His impatient tone doesn’t deter me as it might once have done. ‘And she also mentioned a brother of yours, living in Bristol. What’s going on? Do you and Beatrice have a brother?’

‘Of course we don’t,’ he snaps. ‘Look, Abi, I’m at work, I can’t talk about this here. I’m coming home.’

‘You can’t leave. What will your boss say?’ My voice is shrill and echoey in the quiet kitchen. He sounds so angry, so shocked that I’m beginning to think this must be a trick, that whoever wrote on Lucy’s Facebook page and sent me the flowers on my birthday, has also sent me a middle-aged woman pretending to be Ben’s mum. Am I losing my grip on reality, just as Beatrice said? Are the messages from my dead sister and visits from Ben’s dead mum all in my imagination? The woman, Morag, looks nothing like Ben, Beatrice or the young mother called Daisy in the photograph in the drawing room. And if Morag is their mum, who the hell is the woman in the picture? And why would they lie about her? ‘She said she will come back tonight. She mentioned a Martin waiting in the car. She said her name was Morag. That’s an unusual name, Ben.’

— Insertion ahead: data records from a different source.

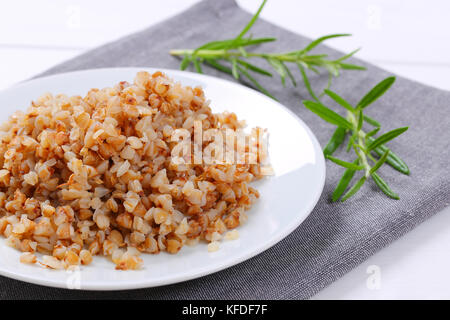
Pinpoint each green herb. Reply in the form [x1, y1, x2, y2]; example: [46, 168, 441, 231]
[170, 0, 365, 100]
[303, 77, 409, 201]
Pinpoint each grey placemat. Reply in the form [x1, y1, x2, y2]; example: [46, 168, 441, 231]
[0, 0, 450, 299]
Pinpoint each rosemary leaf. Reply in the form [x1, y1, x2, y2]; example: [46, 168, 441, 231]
[323, 127, 346, 157]
[371, 172, 400, 200]
[303, 100, 352, 129]
[357, 77, 395, 109]
[327, 155, 364, 170]
[367, 127, 408, 151]
[341, 176, 367, 202]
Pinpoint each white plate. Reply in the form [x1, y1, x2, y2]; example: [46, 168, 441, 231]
[0, 68, 325, 290]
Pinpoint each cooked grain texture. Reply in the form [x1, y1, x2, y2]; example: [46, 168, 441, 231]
[0, 72, 262, 270]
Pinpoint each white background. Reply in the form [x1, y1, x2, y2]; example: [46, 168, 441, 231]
[0, 0, 450, 299]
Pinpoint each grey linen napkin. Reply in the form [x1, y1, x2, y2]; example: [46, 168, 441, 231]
[0, 0, 450, 299]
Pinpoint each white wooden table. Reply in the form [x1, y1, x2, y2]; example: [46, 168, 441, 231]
[0, 0, 450, 299]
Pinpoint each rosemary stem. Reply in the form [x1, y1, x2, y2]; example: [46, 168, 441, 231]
[169, 49, 308, 62]
[347, 111, 372, 178]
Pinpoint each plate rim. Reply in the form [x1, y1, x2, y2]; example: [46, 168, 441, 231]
[0, 67, 326, 291]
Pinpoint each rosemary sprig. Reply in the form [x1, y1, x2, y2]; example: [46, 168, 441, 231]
[303, 77, 409, 201]
[170, 0, 365, 100]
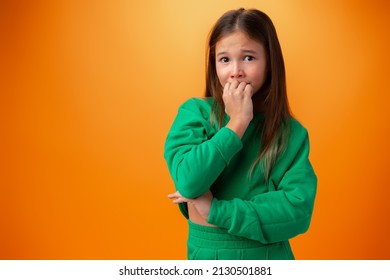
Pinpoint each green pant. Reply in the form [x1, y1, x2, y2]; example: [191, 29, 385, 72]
[187, 220, 294, 260]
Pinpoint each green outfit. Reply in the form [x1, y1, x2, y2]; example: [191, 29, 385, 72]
[164, 98, 317, 259]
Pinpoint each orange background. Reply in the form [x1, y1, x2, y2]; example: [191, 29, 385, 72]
[0, 0, 390, 259]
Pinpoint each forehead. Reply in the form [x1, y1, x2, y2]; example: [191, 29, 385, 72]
[215, 31, 263, 53]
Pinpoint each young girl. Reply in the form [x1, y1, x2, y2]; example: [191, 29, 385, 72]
[164, 9, 317, 260]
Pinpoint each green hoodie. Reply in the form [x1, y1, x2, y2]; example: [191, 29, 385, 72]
[164, 98, 317, 244]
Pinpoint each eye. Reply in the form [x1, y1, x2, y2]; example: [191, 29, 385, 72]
[219, 56, 229, 63]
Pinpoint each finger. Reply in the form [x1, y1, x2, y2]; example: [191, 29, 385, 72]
[237, 82, 248, 93]
[229, 80, 239, 92]
[223, 83, 230, 95]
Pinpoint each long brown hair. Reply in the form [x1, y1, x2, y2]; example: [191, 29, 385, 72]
[206, 8, 291, 180]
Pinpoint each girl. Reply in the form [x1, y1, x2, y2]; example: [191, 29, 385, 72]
[164, 9, 317, 260]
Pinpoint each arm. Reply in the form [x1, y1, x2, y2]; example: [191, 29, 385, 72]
[164, 81, 253, 198]
[207, 131, 317, 243]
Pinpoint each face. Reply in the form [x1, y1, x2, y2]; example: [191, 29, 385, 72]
[215, 31, 267, 93]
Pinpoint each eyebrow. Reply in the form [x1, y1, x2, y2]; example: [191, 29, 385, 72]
[217, 49, 257, 56]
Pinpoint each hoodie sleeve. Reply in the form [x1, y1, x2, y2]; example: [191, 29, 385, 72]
[164, 99, 242, 198]
[208, 130, 317, 244]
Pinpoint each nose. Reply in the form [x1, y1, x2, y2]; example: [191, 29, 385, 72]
[230, 62, 244, 79]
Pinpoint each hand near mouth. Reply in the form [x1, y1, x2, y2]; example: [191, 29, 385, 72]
[222, 80, 253, 138]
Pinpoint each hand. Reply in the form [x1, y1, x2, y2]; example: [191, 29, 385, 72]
[168, 191, 213, 220]
[222, 80, 253, 138]
[222, 80, 253, 123]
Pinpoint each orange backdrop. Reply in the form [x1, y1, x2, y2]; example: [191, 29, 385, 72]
[0, 0, 390, 259]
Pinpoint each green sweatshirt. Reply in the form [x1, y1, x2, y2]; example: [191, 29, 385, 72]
[164, 98, 317, 244]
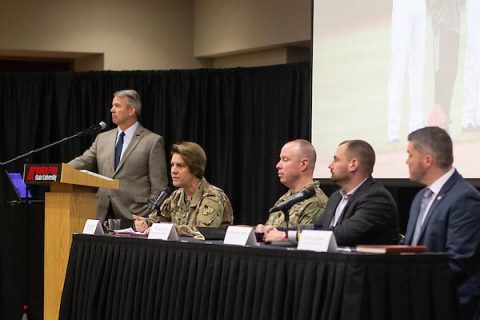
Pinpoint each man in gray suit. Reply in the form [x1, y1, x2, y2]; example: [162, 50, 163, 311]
[69, 90, 168, 228]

‘I don’t know her, for fuck’s sake,’ he hisses. ‘Don’t you believe me?’

‘I don’t know what to think …’ But he’s already hung up. I throw my mobile on to the antique armchair and pour myself another glass of wine, but after one sip I gag and rush over to the Belfast sink. I take gulps of air and lean over the sink until the nausea passes, then I slump on to the armchair, my legs shaking. My phone vibrates under my bottom and I pull it out from underneath me, hoping that it’s Ben ringing to apologize, to explain away this woman who claims she’s his mum. But it’s Nia. I quickly recount what has happened and promise that I will call her back tonight. I can’t face talking to anyone other than Ben at the moment.

Less than an hour later I hear Ben’s Fiat pull up outside the house. I’m sitting at the bottom of the stairs as he rushes in, his face pale, his tie askew. He jolts when he sees me, and his eyes soften. ‘Oh, Abi.’ He joins me on the step and wraps his arms around me, hugging me to him, murmuring into my hair that everything is going to be all right. Usually I love being in his arms, take comfort in being soothed by him. It makes me feel safe. But not now. Now it irritates me that he’s assuming, yet again, that the problem is mine. I pull away from him.

‘What’s going on, Ben? And don’t try and tell me I imagined that bloody woman, because I didn’t. She was there,’ I point in the direction of the door. ‘In the flesh. And she said she was your mother.’

He wrinkles his nose, smelling the alcohol on my breath. ‘Have you been drinking?’

‘I’ve had a couple of sips of wine. And no,’ I say when his expression suggests that my drinking might be the reason I’m seeing his dead mother, ‘I hadn’t been drinking before she arrived.’

‘I don’t understand it, Abi. It makes no sense.’ He shakes his head, looking anguished. ‘Why would someone pretend to be my mum?’